WE LET THEM DIE
[American life must be cheap.
At least in the valuation of the White House and the other big buildings around Washington.
Must be the men and women sent overseas mean nothing. We’ll meet your coffin at Andrews, if there are TV cameras, but damned if we’ll come to your rescue.
That’s what we learned at Benghazi.
As details have come out in dribs and drabs, each new revelation has illustrated the uncomfortable fact that we left those men to fight and die alone.
We did not defend them, we did not relieve them, we just watched them. Our drone circled overhead, providing a real-time video feed, but it did not fire its missiles, it was not used to guide in a relief force, it just took pictures.
Grisly souvenirs of a gutless administration.
For most of a year, our Libyan ambassador and various members of his security detachment warned of danger and pleaded for assistance. Time and time again the people on the ground said it wasn’t safe and they needed protection. Time and time again people in Washington declined the requests. Instead of increasing our security forces there, the administration cut them.
And then the attack came.
On September 11, in a concerted and effective three-pronged attack, well-rehearsed terrorist soldiers moved against our consulate.
It was like shooting fish in a barrel.
We were outgunned and defenseless. Our “safe room” became a death trap and our “safe house” was a point of ambush.
Almost immediately, the consulate contacted Washington and passed steady information about the attack. Maybe Washington didn’t need to be told. At some point before or during the attack, a Predator drone began circling the fight, sending video back to Washington.
The State Department quickly and repeatedly sent secure e-mail updates to senior officials and organizations across the government – to include the White House situation room. Two hours into an eight-hour attack, the State Department reported that an al Qaeda-linked local militia had taken credit for the action.
Much attention has been paid to what the White House and senior officials did, not to what they didn’t do.
What they did do is swear for almost two weeks that the attack was a passionate outgrowth of protests over a YouTube video. Over and over, including on a taxpayer-funded ad in Pakistan, the president and secretary of State apologized for the video and condemned it as disrespectful to Islam.
That’s what they did.
And it’s worthy of attention.
But even more worthy is what they didn’t do.

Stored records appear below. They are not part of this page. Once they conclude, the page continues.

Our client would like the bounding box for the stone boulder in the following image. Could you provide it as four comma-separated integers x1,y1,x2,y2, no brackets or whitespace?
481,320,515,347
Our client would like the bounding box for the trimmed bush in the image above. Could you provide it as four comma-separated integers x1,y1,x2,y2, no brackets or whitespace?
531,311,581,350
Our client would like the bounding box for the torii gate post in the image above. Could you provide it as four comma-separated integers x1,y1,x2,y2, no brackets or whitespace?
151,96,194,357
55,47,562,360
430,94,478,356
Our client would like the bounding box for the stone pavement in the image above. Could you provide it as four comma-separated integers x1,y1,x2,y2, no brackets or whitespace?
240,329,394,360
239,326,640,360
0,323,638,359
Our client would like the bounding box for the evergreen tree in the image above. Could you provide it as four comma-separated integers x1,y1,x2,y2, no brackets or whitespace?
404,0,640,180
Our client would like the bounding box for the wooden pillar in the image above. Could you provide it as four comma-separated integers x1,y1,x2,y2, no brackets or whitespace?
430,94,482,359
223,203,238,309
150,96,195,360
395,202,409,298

And what they didn’t do is help the besieged Americans in Benghazi.
They let them die, live on surveillance TV.
The fight, we have learned in the last two days, lasted not two or six hours, but eight. For eight hours our men and women were under fire. At the end of those eight hours, apparently from some sort of explosive, the last two Americans – former Navy SEALs – lost their lives.
While we did nothing.
Yes, the government had endangered the Libyan mission by gutting its security and denying its requests for more.
But, yes, when the attack began, and for a couple of hours after, American forces seem to have been well within quick-response distance.

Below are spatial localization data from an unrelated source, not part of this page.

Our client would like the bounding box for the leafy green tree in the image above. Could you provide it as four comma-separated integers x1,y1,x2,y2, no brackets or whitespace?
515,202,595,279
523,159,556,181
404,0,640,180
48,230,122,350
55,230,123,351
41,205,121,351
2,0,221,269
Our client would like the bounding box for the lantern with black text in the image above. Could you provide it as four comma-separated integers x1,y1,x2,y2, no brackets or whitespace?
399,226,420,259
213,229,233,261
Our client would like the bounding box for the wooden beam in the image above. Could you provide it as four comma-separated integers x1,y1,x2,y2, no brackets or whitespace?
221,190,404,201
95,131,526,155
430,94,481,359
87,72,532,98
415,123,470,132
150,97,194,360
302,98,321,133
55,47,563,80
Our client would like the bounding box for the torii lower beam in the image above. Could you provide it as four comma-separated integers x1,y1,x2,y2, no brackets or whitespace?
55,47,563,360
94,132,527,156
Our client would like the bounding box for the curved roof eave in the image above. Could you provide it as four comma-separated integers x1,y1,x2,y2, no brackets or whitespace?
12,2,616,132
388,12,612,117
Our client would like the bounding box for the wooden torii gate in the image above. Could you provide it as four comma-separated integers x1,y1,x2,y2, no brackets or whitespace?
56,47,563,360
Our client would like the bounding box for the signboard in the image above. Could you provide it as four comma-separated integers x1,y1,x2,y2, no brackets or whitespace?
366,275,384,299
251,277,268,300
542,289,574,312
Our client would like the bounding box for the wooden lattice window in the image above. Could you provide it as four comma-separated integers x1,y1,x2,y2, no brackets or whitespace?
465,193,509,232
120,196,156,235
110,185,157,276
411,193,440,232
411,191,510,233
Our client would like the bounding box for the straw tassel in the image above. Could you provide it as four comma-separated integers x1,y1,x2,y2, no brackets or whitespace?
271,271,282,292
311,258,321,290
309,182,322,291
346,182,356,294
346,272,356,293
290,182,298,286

Though our Sixth Fleet supposedly asserts American power in the Mediterranean and northern Africa, it has been gutted to such an extent that it is almost meaningless. President Obama says this has something to do with horses and bayonets.

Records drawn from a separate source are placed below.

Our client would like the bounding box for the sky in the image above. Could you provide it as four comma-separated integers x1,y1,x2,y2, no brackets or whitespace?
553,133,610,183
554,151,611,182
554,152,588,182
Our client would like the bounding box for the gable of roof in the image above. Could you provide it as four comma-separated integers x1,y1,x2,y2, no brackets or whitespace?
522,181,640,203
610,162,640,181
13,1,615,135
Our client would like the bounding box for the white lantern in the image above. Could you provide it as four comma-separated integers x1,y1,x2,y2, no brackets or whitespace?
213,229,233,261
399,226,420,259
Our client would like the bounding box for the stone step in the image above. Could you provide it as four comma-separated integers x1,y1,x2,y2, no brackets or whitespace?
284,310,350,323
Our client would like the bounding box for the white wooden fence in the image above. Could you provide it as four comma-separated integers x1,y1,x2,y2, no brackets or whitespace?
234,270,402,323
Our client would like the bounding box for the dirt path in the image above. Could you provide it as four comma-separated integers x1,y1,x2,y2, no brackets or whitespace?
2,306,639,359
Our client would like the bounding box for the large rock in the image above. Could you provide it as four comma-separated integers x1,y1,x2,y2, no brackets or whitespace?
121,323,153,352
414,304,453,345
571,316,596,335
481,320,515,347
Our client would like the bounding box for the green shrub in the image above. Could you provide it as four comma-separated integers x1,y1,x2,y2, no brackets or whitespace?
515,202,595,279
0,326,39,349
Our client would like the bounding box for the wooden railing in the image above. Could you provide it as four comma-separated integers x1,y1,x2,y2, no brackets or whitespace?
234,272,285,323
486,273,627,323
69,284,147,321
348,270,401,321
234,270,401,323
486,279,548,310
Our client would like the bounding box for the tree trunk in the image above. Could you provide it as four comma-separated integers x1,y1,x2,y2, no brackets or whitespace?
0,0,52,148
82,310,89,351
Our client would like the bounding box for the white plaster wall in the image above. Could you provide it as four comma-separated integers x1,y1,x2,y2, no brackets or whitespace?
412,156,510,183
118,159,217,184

Almost any naval vessel, however, could send missiles to Benghazi. Further, U.S. Navy aircraft in Spain and Crete seem to be within easy range of Libya.
Not a one of them was sent to relieve the besieged Americans.
But that’s not the worst part. In a situation like this, the Navy was the junior varsity. Sitting an hour’s flying time north of Benghazi is an entire U.S. Air Force base in Italy.
It is incomprehensible that over the course of an eight-hour battle in which Americans were fighting and dying that not a single one of those aircraft was scrambled. We had attack aircraft, fighters and gunships a plenty, parked on the pavement in Italy, and none of them were brought to bear.
Further, we have an airborne Brigade Combat Team in Italy. Not a one of those soldiers was moved. The only report of military response to the Benghazi attack was the activation of a quick-response force in Stuttgart, Germany.
But it wasn’t that quick and it wasn’t that close. And by the time it got to Sicily the fight had been over for several hours.
The bottom line: We didn’t do anything.
Which means we are either impotent posers, incapable of actually pulling our sword from its sheath, or we decided to let them die.
Either our head was so far up our backside that through several hours of fighting nobody had the brains or the balls to order a sortie, or we just decided to let them die.
Neither explanation is very comforting.
Neither explanation is consistent with American values.
Our ethic is to leave no man behind.
In this situation, we left a lot of men behind, and we took pictures.
And then we blamed it all on a movie.
When we knew that it was a terrorist attack that had nothing to do with a movie.
That’s not the American way. It’s the way things are done in Washington under the current regime, it’s not the American way.
American life must be cheap.
At least in the eyes of the people in charge.